Importante è anche chiedere alla persona cose che non hanno a che vedere solo con la malattia. “Purtroppo spesso in corsia arriva il medico con gli specializzandi e non chiede neppure il nome al paziente – ammette la dott.ssa Pattini – Ma in quel momento la persona non è solo il diabetico del letto 27; magari si chiama Giovanni, fa il commercialista e ha la passione per la pittura. Non possiamo identificare la persona con la sua malattia. La persona non è mai solo la sua malattia. Quando il paziente si sente considerato solo per la sua malattia perde la sensazione di umanità. E questo fa sì che la persona si affidi meno, segua meno le indicazioni del medico, con ricadute negative sulla guarigione. Il medico empatico insomma migliora la prognosi del paziente. E, a parità di competenze – conclude la psicologa – le persone scelgono il medico più empatico e lo raccomandano di più. La considerano una competenza fondamentale del sanitario, quasi al pari di quella tecnica”.
Una nuova materia di insegnamento
“La materia ‘relazione medico-paziente’ – suggerisce il prof. Troisi – andrebbe insomma inserita nei corsi di laurea in medicina, ma senza limitarsi all’ambito psicologico-psichiatrico. È necessario partire dalla realtà biologica di quello che accade in questa relazione, cioè dalle conseguenze biologiche dei comportamenti del medico. Oltre allo psichiatra un corso del genere andrebbe tenuto da neurofisiologi come Fabrizio Benedetti professore di Neuroscienze all’Università di Torino e membro dell’Istituto Nazionale di Neuroscienze (INN), che è il maggior esperto mondiale di effetto placebo. Il corso dovrebbe partire dalla biologia della relazione medico-paziente, passando poi ad istruzioni specifiche su quello che bisogna fare o meno”.
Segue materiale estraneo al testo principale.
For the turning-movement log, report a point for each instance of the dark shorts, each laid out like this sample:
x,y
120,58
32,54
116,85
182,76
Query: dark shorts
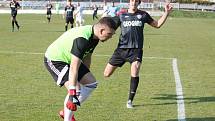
x,y
49,13
70,20
60,71
13,14
122,55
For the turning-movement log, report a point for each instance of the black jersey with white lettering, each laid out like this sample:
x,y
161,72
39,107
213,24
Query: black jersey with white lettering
x,y
69,10
14,6
132,25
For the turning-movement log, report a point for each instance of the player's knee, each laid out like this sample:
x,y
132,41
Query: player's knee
x,y
92,85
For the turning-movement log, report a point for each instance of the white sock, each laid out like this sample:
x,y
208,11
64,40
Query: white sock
x,y
67,112
86,90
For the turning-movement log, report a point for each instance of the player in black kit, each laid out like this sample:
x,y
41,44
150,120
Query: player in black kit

“La formazione deve occuparsi di empatia – sostiene la dott.ssa Pattini – a partire dal primo anno, ma in particolare dal terzo anno, quando gli studenti iniziano a frequentare la corsia e ad avere contatti con i pazienti. Questo poi deve continuare nella specializzazione perché ogni specializzazione ha pazienti specifici rispetto alla concettualità della malattia”.
La relazione medico-paziente insomma è fondamentale nei processi di cura ma ad oggi, nelle università lo spazio dedicato alla relazione medico-paziente è davvero limitato o assente. La medicina viene insegnata solo come una serie di interventi ben validati in termini scientifici che producono effetti legati fondamentalmente al meccanismo del farmaco o dell’intervento terapeutico messo in atto. “Ma questo va rivisto almeno in parte – conclude il prof. Troisi – perché la relazione medico paziente, con le ricadute dimostrate su molti sistemi fisiologici, diventa un protagonista della terapia”.